Maße: H. 70,5, B. ca. 40, Bu. 2,5–3 cm.

Schriftart(en): Frühhumanistische Kapitalis.

Heidelberger Akademie der Wissenschaften [1/4]

  1. A

    ·a) [– – –]N[– – –]b)

  2. B

    ·c) [– – –]A[– – –]d) /e) ẠṆNA [· S]AḶBT[RI]T[– – –]f)

Kommentar

Die verbliebenen Schriftreste geben lediglich zu erkennen, daß die Konturen der Buchstabenbestandteile in ihrer Breite willkürlich variieren. Das A besitzt einen beiderseits überstehenden Deckbalken, der sich an den Enden keilförmig verdickt. Der Schrägschaft des N ist deutlich schmaler und mit einer Ausbuchtung nach unten versehen.

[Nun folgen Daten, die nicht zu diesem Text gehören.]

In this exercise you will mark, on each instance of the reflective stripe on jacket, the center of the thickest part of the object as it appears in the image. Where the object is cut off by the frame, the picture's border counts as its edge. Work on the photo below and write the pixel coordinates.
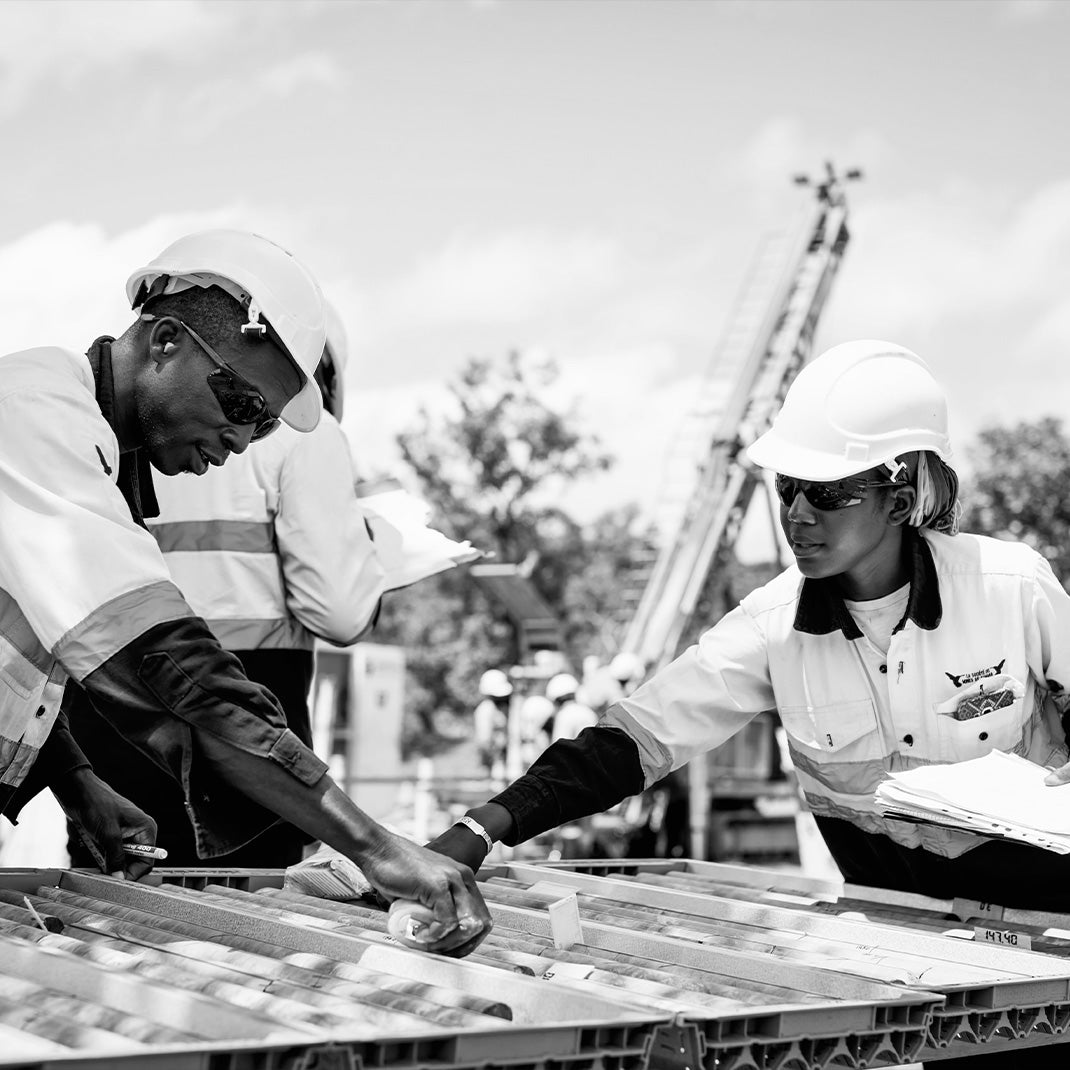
(979, 662)
(272, 549)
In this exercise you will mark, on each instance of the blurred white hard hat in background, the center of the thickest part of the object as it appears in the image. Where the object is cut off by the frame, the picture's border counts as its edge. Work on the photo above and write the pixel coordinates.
(494, 684)
(560, 686)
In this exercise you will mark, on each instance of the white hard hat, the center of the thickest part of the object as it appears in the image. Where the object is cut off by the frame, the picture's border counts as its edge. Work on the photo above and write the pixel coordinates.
(534, 713)
(626, 666)
(495, 684)
(561, 685)
(857, 406)
(263, 278)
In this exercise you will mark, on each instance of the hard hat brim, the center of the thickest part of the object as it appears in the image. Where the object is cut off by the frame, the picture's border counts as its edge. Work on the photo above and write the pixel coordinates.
(304, 409)
(773, 453)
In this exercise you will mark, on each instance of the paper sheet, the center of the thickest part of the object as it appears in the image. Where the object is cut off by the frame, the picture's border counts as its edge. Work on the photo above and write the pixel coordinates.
(999, 795)
(408, 548)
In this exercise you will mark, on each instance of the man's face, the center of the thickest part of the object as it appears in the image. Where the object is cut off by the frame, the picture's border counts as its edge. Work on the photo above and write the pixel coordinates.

Aus dem Speyerer Visitationsprotokoll von 1683 geht hervor, daß die St.-Annen-Kapelle zu Bischweier zu jener Zeit nur einen einzigen Altar besaß.1 Demnach dürfte die Skulptur ursprünglich zu dessen Ausstattung gehört haben. Stilistische Indizien und die Verwendung der Frühhumanistischen Kapitalis für die Sauminschriften grenzen die Entstehungszeit auf das letzte Viertel des 15. und das erste Viertel des 16. Jahrhunderts ein.2 Da die Kapelle um das Jahr 1504 eine Erweiterung erfuhr,3 ist anzunehmen, daß damals auch ein neues Altarretabel mit der St.-Anna-Figur angeschafft wurde. Diese Zeitstellung harmoniert im übrigen gut mit den stilistisch verwandten Schnitzfiguren zu Balg aus dem einsetzenden 16. Jahrhundert, in deren Sauminschriften auch fünfblättrige Blüten als Worttrenner dienen.4 Möglicherweise besteht hier ein Werkstattzusammenhang.

Textkritischer Apparat

  1. Quadrangel auf halber Zeilenhöhe.
  2. Von den verlorenen Buchstaben sind am Anfang nur noch wenige Schäfte und Bögen erkennbar.
  3. Fünfblättrige Blüte.
  4. Nach dem A etwa 15 cm des Saumes ausgesägt, daran anschließend der gebauschte Abschnitt auf dem Schoß der Heiligenfigur.
  5. Saumumbruch links neben dem rechten Bein der Heiligenfigur.
  6. Ergänzungen erschlossen.

Anmerkungen

  1. Vgl. Trenkle, Beiträge (1883) 57f.; s. a. Max Weber, Die Sankt-Annen-Kapelle in Bischweier, in: Heimatbuch Lkr. Rastatt 6 (1979) 88–96, hier 89.
  2. Vgl. zur zeitlichen Einordnung der Frühhumanistischen Kapitalis Einl. Kap. 5.3, LXXXIVf.
  3. Vgl. nr. 159.
  4. Vgl. nr. 147.

Zitierhinweis:
DI 78, Stadt Baden-Baden und Landkreis Rastatt, Nr. 160 (Ilas Bartusch), in: www.inschriften.net, urn:nbn:de:0238-di078h017k0016003.